Interviews & User Feedback
One of the project's cornerstone achievements came through its acceptance into the NSF UNY I-Corps program. This facilitated a series of targeted interviews with a wide array of stakeholders—high school students, special education teachers, and online instructors.
The feedback offered a nuanced understanding of the educational ecosystem. While some educators hesitated to integrate AR technologies into their pedagogy due to a lack of familiarity, others—particularly those in special and online education—embraced it as a revolutionary educational tool.
Students, almost universally, were excited by the possibilities of AR, especially those who had the chance to test the beta versions of the application at science fairs. This feedback loop was not just encouraging but also crucial in shaping the project's future trajectory.
A model of the globe projected on the AR marker on the paper.
My portfolio features a comprehensive research paper on the Sheen project, elaborating on methodologies, findings, and the potential for future research.
This paper isn't just an academic exercise—it serves as a blueprint for educators and technologists interested in the convergence of AR and STEM education.

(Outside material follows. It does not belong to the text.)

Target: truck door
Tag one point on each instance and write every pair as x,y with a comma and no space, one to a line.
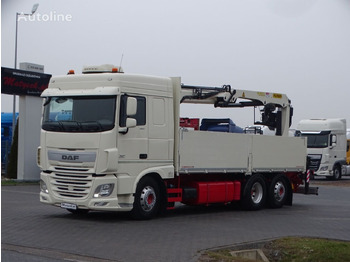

Alongside this, the Sheen project also saw academic recognition. It was presented at the American Society for Engineering Education 2020 conference, secured first place at the Institute of Electrical and Electronics Engineering STEM awards, and was even featured in West Virginia Science and Research magazine.
Research project presented during International Annual American Society for Engineering Education (ASEE) 2020 Virtual/Montréal Conference
NASA West Virginia Space Grant Consortium (NASA WVSGC) Undergraduate Fellowship
1st place Institute of Electrical and Electronics Engineering (IEEE) West Virginia Section STEM Awards
Project accepted for National Science Foundation (NSF) I-Corps short course program, STEM marketing
Third place during West Virginia University Launch Lab “Is there an app for that?” App based business competition & during West Virginia University Institute of Technology Launch Lab "Campus-wide Pitch" Event
Greenbrier Valley Quarterly Magazine March 2020
West Virginia University Institute of Technology online news section June 2019
West Virginia Science & Research June 2019
Mountain Messenger Newspaper July 2019
The Fayette Tribune Newspaper July 2019
Featured on The Neuron, West Virginia Science and Research magazine Summer 2019 Edition
Results & Future Steps
The prototypes, developed using the Unity Game Engine and Vuforia online application, were tested with overwhelmingly positive results.
The opportunity to interact with the models at an unprecedented level—like virtually stepping inside a science model—was a highlight for many students. A math instructor found the 3D graphs and charts particularly useful compared to traditional 2D representations.
As the project mainly focused on technology, usability, and user research, the next phase is planned to venture into user experience and interface design. Although I've since graduated from the undergraduate program, the groundwork laid by the Sheen project opens promising avenues for future research.